Case ID: f-cas_16/html/1266-01.html
Source: Caselaw Access Project
Author: {"author": "THE COURT", "license": "Public Domain", "url": "https://static.case.law/"}
Date Created: 2024-08-24T03:29:51.129683

Case No. 9,355.
    MAYO v. SMITH et al.
    [5 Cranch, C. C. 569.] 
    
    Circuit Court. District of Columbia.
    Nov. Term, 1839.
    Bail in Civil Cases — Action of Libel — Amount of Damages Alleged.
    In an action upon the case for a libel, the damages were laid at twenty thousand dollars, and the plaintiff in his affidavit averred damages to the same amount; the court required the bail to justify to the amount of five hundred dollars only.
    Case for libel.

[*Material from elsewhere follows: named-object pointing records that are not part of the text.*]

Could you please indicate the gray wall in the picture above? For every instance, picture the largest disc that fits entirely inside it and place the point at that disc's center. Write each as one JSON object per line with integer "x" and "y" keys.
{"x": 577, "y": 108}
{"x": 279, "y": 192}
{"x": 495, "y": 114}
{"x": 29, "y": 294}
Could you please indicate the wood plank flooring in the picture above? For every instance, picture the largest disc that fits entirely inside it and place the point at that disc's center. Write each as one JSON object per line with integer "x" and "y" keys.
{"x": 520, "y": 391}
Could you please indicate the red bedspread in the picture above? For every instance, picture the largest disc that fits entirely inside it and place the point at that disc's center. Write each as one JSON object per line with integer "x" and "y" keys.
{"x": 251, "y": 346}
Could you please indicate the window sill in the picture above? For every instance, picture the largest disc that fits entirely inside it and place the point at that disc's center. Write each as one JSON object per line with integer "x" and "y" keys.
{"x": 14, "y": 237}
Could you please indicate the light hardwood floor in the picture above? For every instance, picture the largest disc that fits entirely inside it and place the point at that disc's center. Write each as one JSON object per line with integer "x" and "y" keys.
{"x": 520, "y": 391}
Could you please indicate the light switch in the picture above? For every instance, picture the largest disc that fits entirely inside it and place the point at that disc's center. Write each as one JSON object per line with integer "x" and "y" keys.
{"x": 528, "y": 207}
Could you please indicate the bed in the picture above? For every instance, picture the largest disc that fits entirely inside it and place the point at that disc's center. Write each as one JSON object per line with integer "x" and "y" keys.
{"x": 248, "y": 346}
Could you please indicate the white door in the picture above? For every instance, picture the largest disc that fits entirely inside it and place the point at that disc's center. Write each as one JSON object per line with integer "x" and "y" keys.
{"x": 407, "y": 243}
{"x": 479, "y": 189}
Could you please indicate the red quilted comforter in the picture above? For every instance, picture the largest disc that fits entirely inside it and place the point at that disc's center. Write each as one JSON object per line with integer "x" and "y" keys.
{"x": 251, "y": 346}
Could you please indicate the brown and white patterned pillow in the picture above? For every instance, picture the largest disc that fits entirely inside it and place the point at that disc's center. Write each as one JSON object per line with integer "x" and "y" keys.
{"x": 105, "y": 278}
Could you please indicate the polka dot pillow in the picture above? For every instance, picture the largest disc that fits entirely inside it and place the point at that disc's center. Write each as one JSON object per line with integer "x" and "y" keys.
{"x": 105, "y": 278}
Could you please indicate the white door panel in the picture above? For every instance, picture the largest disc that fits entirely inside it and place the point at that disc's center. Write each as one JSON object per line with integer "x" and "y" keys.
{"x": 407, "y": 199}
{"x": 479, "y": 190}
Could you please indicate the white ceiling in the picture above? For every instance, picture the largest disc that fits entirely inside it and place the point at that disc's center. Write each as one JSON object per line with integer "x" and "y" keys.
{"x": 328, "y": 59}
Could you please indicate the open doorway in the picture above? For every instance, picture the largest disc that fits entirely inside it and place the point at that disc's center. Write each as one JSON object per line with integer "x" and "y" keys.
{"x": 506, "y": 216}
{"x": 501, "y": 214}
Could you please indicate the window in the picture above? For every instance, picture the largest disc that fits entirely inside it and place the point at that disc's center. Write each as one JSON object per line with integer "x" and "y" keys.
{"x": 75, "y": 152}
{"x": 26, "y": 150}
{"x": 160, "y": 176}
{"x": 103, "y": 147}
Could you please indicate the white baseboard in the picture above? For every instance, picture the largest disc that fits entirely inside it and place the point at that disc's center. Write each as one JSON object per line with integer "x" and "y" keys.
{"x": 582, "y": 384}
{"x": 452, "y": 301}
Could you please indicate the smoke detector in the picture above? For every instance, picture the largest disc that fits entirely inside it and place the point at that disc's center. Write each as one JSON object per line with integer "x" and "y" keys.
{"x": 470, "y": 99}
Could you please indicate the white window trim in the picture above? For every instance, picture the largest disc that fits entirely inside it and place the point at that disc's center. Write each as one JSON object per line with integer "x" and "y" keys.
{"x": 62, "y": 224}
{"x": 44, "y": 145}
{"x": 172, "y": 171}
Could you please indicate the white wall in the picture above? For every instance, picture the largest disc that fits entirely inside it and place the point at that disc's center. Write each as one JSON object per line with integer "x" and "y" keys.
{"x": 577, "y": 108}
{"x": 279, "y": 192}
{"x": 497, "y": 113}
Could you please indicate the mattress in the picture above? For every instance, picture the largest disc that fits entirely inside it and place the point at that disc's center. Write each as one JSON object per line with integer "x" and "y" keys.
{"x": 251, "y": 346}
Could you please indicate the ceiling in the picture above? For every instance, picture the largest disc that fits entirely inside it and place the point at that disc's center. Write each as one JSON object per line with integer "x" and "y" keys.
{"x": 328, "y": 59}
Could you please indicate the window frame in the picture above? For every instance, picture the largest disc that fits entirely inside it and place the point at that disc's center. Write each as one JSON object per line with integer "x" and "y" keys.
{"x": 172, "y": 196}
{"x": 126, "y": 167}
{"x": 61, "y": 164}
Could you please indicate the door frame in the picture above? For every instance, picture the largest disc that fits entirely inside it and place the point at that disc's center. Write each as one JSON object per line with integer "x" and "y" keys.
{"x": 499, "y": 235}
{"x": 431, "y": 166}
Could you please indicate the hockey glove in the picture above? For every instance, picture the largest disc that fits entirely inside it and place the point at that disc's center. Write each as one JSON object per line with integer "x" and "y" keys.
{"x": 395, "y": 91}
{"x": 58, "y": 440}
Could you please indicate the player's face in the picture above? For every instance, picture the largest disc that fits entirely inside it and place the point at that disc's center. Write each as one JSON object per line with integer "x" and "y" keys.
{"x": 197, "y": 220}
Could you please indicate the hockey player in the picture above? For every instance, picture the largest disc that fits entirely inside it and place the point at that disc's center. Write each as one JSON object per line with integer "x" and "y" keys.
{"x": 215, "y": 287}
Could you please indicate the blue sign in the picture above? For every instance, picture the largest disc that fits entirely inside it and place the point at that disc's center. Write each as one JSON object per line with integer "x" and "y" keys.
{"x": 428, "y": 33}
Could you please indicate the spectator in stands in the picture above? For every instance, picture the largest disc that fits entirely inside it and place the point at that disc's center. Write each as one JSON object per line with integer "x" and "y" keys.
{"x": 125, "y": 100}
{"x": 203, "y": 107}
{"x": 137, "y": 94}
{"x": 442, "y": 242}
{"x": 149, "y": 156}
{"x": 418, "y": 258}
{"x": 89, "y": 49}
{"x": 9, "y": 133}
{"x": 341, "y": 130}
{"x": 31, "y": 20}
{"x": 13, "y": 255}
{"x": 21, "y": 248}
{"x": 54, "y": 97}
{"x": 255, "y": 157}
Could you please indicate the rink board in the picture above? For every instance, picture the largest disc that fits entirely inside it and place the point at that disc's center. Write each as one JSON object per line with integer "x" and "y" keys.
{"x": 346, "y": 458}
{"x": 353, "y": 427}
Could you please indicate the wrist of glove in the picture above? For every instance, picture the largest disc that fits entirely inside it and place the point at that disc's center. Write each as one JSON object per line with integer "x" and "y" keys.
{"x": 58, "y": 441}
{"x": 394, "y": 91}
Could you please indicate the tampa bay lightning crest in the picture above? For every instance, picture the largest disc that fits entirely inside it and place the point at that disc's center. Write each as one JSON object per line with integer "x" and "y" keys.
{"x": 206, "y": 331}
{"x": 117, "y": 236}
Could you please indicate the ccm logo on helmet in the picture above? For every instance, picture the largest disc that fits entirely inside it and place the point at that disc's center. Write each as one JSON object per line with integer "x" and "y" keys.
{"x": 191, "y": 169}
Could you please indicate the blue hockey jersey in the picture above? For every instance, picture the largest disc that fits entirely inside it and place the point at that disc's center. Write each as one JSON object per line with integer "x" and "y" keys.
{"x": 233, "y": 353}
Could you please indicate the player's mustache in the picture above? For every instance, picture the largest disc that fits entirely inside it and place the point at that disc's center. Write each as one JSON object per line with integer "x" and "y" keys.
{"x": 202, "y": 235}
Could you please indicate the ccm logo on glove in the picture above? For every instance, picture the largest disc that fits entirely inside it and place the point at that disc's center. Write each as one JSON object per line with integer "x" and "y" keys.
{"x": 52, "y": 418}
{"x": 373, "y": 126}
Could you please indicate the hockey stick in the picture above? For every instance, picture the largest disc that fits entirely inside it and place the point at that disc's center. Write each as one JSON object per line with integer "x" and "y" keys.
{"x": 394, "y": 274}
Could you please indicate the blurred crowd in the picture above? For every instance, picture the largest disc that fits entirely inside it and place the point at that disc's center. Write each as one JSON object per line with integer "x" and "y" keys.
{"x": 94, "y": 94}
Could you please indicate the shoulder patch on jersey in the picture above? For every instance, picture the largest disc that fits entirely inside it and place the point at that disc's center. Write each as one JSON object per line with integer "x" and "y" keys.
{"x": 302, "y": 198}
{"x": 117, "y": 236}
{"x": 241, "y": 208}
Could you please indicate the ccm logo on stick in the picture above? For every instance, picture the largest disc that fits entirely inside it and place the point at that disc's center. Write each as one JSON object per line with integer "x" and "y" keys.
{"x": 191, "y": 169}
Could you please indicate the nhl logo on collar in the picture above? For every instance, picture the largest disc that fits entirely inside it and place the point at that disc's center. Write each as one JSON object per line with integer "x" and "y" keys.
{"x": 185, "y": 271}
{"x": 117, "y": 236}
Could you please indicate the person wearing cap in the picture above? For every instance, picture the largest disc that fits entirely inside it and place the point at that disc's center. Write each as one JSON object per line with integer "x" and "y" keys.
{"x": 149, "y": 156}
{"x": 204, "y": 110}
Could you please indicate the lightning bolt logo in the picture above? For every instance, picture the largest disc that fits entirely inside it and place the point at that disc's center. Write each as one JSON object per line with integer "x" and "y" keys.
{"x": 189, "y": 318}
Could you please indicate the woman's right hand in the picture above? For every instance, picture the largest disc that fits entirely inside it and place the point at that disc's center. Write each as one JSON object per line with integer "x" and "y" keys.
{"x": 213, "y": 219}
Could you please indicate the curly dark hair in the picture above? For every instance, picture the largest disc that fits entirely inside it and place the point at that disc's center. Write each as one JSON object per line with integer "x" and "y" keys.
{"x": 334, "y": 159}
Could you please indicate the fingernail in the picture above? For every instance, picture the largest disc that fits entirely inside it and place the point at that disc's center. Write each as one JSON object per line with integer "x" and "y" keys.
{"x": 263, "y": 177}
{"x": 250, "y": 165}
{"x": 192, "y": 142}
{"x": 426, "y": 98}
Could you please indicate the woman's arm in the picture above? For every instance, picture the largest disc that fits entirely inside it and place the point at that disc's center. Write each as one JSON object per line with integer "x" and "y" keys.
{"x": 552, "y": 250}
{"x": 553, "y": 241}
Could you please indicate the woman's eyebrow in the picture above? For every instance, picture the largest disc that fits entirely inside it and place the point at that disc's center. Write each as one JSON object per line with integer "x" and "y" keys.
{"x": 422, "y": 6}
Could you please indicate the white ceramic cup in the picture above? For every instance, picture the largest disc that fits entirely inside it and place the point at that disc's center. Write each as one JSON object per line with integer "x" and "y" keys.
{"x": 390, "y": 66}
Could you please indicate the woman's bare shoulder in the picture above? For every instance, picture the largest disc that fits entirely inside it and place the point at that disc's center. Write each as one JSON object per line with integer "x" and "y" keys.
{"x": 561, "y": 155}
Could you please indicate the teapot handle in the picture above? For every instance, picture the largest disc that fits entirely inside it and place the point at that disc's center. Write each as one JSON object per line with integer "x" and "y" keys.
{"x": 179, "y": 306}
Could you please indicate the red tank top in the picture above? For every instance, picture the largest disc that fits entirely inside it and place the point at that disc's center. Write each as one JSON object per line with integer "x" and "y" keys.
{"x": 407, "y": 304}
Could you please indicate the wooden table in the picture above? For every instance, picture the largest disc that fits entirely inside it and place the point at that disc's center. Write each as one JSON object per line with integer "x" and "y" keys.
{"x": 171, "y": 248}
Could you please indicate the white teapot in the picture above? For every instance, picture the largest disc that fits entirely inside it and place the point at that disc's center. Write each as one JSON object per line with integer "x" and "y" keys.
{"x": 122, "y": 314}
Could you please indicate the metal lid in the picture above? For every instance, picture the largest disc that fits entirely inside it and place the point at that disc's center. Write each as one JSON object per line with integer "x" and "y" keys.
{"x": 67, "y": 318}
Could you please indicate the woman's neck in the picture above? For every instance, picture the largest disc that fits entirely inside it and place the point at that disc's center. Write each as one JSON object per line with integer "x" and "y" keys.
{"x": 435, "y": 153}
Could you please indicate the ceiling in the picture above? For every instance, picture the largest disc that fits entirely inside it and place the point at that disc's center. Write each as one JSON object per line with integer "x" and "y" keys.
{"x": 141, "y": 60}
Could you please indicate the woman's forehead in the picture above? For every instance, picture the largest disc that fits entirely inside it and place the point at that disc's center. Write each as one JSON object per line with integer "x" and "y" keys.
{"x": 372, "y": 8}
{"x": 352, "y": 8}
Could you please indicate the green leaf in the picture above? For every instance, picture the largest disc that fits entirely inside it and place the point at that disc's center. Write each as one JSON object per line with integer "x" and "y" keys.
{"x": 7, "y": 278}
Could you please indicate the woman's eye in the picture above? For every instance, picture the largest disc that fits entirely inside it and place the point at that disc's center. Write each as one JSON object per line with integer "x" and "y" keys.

Damages laid at 820,000. The plaintiff’s affidavit to hold the defendants [Thomas J. Smith and F. S. Myer) to special bail stated that the defendants, on the 26th of March, 1839, “in a certain newspaper, called ‘The Metropolis,’ in the publication of which the said Smith and Myer were then and there concerned, published of and concerning” the plaintiff [Robert Mayo] “a certain false, scandalous, and malicious libel, headed ‘Dr. Mayo and the Intelligencer,’ which said libel is hereto annexed.” &c. “And this deponent also saith that he is informed and believes, that said Smith has no intention of remaining in the District of Columbia, but is about to depart from said district for the Southern States. He further saith, that by the publication of said libel he hath incurred and sustained damages to the amount of $20,000.
    Mr. Hoban and Mr. Key moved for leave to appear for the defendant
    without special bail; or that the bail demanded should be mitigated, and cited Jones v. Kelly, 17 Mass. 115, and 2 Wheel. Abr. 54.
    R. S. Coxe and Messrs. Brent & Brent contended that the affidavit of the plaintiff was conclusive; that the libel is atrocious. The affidavit is positive that the defendants published it in the newspaper in which they were concerned, and that the plaintiff has thereby suffered damages to the value of 820,000. The plaintiff’s counsel cited the case of Barrell v. Simonton [Case No. 1,041], in this court, at May term, 1826, where bail was refused in an action for a malicious arrest, only on the ground that the action in which the plaintiff was arrested was not then terminated; and the case of McDonald v. Little [Id. 8,760], in this court, and the case of Doyne v. Barker [Id. 4.055], at November term, 1834, in which bail was required, in slander, in $700, upon an affidavit of the plaintiff’s belief that she had suffered damage to the value of $3,000.
   THE COURT

(THRUSTON, Circuit Judge, absent),

in the present case, said they would be satisfied with bail who could justify in $500.